Schwab ilk toplantısını 1975’te Türkiye’de düzenledi

Dünya Ekonomik Forumu’nun kurucusu Klaus Schwab’tır. Bence bir ticari dehadır. Binlerce milyarder ve milyoneri 11 bin nüfuslu ve ulaşımı zor olan bir dağ kasabasına onbinlerce dolar ödeterek getirip, bir hafta süreyle orada tutmak ve bu süre boyunca tüm dünyanın ilgisini çekebilmek ticari ve organizasyonel yetenek ister.

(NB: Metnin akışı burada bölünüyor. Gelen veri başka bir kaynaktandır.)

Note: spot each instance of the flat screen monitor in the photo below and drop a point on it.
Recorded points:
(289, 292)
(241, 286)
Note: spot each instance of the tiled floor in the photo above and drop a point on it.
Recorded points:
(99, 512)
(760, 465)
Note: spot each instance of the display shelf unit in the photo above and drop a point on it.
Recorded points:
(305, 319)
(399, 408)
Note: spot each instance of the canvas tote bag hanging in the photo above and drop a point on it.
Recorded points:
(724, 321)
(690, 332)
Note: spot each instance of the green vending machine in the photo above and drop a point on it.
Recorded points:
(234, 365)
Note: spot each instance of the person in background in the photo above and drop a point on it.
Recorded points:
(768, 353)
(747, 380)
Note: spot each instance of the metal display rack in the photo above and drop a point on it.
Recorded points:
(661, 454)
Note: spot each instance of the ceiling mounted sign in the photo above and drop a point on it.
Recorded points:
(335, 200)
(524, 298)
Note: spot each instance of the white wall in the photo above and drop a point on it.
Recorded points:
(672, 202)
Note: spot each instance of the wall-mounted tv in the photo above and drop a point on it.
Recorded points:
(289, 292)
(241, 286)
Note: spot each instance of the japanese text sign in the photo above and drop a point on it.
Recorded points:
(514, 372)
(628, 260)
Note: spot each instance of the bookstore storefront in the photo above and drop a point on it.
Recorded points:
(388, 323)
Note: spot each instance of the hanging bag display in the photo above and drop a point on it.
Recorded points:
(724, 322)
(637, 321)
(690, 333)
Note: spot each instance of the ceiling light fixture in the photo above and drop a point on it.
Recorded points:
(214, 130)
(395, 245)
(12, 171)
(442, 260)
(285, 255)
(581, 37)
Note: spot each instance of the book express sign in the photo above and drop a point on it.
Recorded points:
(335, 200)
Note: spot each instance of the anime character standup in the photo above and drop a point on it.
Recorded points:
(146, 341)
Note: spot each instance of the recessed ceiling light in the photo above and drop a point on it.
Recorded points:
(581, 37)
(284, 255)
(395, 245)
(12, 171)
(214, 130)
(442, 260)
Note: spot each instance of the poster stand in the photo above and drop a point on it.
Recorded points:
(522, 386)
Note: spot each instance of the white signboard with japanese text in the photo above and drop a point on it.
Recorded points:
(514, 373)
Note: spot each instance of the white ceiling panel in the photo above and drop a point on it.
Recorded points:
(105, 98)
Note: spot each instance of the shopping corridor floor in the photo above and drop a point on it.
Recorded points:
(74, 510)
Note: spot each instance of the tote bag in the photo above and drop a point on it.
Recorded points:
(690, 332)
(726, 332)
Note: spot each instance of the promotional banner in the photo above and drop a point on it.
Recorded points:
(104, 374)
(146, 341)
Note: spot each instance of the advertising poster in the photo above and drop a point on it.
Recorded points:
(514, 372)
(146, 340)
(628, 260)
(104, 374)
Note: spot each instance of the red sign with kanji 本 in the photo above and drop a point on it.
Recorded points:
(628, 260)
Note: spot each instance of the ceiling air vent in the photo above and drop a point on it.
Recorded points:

Dünya Ekonomik Forumu’na katılmak oldukça maliyetlidir. Ortaklık, katılım, konaklama ve ulaşım maliyetleri çok yüksek. Karşılığında muazzam bir konfor ya da iyi bir servis beklemeyin. Arabayla bir yerden diğerine gitmek imkânsız çünkü, trafik çok sıkışık. Küçücük kasabadaki az sayıda restoran tıklım tıklım ve servis kötü. Böylesi liderleri, ünlü kişileri, şirketlerin üst yöneticilerini ve milyarderleri 11 bin nüfuslu kasabada buluşturarak, WEF’in popülaritesini ve tabii ki gelirlerini artırmak ise kurucusu Klaus Schwab’ın ticari zekâsının örneğidir.

Güngör Uras 2000 yılındaki bir yazısında Schwab’ın Türkiye olan yakın ilişkisini yazmıştı. 1970’lerde yönetim eğitimleri veren Schwab’ın Enka kurucusu Şarık Tara aracılığı ve TÜSİAD desteği ile 1975 yılında ilk uluslararası toplantısını Tarabya Oteli’nde düzenlediğini anlatmıştı. İzleyen yıl ise İsviçre’nin Montrö kentinde Batılı, Türk işadamları ile petrol krallarını bir araya getirmek için uluslararası ilk büyük organizasyonunu yaptığını yazar.

Sevk ve idare konusunun modasının geçmekte olduğunu, uluslararası toplantıların ilgi gördüğünü fark eden Dr. Schwab, şirketinin adını, statüsünü değiştirerek World Economic Forum (Dünya Ekonomi Forumu) yapmış.